Published this week in JAMA Internal Medicine, findings from their study, which appears to be the first to make this association, indicate that chronic pain could somehow be related to changes in the brain that contribute to dementia.
The researchers analyzed data from 10,000 participants aged 60 and up over a 12-year period.
The participants who said they were persistently troubled by moderate or severe pain in both years 1998 and 2000 declined 9.2 percent faster in tests of memory function over the next 10 years than those who said they were not troubled by pain.
Those who complained about persistent pain also had a small but significantly increased likelihood of developing dementia overall.
Elizabeth Whitlock, a postdoctoral fellow in the UCSF Department of Anesthesia and Perioperative Care and the first author of the study, said the findings point toward new ways of thinking about how to protect older people from the cognitive insults of aging.
"Elderly people need to maintain their cognition to stay independent," she said. "Up to one in three older people suffer from chronic pain, so understanding the relationship between pain and cognitive decline is an important first step toward finding ways to help this population."

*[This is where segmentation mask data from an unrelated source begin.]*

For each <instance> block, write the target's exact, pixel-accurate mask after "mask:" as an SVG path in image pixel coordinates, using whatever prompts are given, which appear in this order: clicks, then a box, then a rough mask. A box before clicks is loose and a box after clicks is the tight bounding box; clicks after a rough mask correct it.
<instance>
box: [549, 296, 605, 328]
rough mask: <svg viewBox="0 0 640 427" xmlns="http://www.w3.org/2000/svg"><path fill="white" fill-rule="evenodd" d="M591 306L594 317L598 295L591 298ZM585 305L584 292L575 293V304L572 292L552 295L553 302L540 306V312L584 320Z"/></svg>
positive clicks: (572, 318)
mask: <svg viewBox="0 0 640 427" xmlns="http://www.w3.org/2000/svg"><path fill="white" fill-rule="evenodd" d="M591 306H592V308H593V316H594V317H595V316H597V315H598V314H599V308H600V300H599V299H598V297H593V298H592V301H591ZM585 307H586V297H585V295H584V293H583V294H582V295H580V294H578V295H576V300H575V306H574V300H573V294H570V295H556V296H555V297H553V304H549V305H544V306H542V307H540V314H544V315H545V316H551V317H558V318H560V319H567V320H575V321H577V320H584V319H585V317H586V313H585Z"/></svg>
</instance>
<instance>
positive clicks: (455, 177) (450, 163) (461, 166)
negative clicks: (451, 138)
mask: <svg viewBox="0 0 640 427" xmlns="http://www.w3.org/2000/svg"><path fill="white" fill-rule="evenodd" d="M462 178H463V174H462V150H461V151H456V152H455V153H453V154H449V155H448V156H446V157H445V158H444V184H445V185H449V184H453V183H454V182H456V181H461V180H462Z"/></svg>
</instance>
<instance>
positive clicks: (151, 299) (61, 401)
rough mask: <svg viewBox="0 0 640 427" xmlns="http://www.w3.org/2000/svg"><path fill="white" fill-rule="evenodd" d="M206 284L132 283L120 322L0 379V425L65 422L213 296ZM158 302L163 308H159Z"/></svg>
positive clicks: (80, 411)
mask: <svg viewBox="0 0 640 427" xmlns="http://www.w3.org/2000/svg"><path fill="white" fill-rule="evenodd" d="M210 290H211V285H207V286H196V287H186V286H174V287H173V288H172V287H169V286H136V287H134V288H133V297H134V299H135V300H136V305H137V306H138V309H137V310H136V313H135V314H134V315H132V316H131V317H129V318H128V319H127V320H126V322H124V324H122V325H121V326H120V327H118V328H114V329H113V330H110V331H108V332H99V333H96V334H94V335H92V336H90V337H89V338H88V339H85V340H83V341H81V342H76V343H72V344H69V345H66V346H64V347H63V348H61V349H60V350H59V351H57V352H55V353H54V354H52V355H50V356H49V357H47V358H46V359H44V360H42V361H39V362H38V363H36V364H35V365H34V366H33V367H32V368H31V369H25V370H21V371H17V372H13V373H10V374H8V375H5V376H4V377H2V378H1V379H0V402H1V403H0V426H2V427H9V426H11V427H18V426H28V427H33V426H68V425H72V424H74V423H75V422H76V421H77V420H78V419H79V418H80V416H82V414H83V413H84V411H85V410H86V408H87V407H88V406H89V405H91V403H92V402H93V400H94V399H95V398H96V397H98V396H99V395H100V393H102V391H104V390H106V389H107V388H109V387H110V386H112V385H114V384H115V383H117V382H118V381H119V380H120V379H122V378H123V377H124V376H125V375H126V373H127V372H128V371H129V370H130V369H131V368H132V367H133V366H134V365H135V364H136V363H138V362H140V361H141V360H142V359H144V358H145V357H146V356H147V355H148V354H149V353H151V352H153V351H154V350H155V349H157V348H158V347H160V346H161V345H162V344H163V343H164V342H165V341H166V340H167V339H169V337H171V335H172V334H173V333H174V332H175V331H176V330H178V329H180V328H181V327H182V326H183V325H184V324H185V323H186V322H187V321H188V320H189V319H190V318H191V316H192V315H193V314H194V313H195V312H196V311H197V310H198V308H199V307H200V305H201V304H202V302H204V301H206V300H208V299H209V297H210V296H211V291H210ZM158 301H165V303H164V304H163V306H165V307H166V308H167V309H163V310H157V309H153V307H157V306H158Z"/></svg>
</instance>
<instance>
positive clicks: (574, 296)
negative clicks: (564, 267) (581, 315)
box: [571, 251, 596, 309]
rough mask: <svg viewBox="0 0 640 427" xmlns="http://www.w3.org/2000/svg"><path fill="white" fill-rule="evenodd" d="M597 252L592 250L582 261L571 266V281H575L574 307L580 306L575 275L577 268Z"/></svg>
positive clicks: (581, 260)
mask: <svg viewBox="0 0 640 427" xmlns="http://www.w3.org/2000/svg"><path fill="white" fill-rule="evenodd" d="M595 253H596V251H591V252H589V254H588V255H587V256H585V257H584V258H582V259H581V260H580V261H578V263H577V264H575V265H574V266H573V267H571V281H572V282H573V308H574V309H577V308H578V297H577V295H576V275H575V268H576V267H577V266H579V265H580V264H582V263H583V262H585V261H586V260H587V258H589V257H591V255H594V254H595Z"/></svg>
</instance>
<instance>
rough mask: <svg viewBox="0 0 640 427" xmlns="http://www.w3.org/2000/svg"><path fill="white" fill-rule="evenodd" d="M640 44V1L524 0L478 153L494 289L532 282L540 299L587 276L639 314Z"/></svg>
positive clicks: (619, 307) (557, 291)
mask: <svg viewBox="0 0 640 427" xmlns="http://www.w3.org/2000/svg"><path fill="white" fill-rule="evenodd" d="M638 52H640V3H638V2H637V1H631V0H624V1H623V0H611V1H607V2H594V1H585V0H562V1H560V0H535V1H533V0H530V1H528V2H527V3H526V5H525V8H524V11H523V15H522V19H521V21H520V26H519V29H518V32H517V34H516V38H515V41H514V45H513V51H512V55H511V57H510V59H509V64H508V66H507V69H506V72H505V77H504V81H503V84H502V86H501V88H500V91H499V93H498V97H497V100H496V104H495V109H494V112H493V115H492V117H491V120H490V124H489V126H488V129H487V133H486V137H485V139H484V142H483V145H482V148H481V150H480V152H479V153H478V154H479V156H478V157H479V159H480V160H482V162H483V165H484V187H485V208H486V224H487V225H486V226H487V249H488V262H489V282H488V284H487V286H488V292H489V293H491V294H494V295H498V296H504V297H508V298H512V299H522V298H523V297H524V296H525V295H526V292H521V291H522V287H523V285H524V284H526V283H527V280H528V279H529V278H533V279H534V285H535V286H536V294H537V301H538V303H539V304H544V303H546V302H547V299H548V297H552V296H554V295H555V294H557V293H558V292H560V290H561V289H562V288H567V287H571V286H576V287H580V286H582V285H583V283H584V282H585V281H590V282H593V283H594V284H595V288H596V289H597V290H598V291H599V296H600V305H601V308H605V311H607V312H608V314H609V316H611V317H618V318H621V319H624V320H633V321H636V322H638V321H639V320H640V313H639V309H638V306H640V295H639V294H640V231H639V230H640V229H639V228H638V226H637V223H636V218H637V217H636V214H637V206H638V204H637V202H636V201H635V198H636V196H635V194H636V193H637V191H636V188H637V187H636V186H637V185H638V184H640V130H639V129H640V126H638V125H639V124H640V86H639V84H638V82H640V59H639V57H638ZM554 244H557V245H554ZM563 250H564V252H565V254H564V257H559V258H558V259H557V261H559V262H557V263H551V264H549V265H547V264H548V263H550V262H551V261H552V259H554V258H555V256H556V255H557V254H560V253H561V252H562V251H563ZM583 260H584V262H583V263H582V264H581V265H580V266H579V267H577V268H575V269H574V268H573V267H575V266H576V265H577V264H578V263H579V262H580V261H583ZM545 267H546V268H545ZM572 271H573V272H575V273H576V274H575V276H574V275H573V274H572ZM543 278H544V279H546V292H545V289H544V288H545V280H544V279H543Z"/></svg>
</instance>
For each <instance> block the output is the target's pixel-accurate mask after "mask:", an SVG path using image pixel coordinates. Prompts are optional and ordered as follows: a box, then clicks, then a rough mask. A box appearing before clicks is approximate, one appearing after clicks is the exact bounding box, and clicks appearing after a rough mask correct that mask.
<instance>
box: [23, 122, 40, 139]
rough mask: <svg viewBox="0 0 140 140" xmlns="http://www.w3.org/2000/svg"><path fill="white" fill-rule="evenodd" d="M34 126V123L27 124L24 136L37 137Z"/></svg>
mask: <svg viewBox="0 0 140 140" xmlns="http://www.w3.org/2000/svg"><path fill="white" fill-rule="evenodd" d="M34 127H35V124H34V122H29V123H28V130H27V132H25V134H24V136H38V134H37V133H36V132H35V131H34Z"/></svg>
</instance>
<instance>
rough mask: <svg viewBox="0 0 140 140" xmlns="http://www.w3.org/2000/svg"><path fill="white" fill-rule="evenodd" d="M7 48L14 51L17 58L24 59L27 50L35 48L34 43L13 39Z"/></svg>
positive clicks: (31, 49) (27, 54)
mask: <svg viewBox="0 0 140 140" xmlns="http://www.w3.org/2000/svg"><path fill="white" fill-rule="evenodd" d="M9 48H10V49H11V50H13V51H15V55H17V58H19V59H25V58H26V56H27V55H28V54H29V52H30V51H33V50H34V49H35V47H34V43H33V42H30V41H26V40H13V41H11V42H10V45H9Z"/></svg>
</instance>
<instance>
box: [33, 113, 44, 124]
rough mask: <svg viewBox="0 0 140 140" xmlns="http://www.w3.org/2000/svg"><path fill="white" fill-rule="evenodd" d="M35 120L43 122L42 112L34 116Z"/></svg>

The research suggests three potentially overlapping reasons for the association between chronic pain and dementia: an increased dementia risk could be caused by painkillers, such as opioids; it could be that the experience of pain somehow compromises the brain's ability to encode memories and other cognitive functions; finally, it could be due to some other factor that was not measured in the study.
But even if this is the case, Whitlock said, the findings remain clinically relevant, because pain could be used as a marker for increased risk of future cognitive decline even if the biological basis of the association is still unclear.
People who suffer from chronic pain tend to have diminished attentional capacity and impaired memory, particularly when pain is severe or causes patients to ruminate, as it could divert enough attention to interfere with the consolidation of memory.
Another possibility, Whitlock was quoted as saying in a news release from UCSF, is that the emotional stress of being in pain activates stress-hormone pathways in the body that have been implicated in cognitive decline.
If either is the case, she noted, then effectively treating the pain could protect cognition.
Doctors often struggle to manage their patients' pain, since current therapies for patients in the United States, in addition to being addictive, do not always work.
However, Whitlock said that even those patients who continue to suffer, and may be experiencing a more rapid cognitive decline as a result, can still be helped with assistive devices, physical and occupational therapy, or strategies.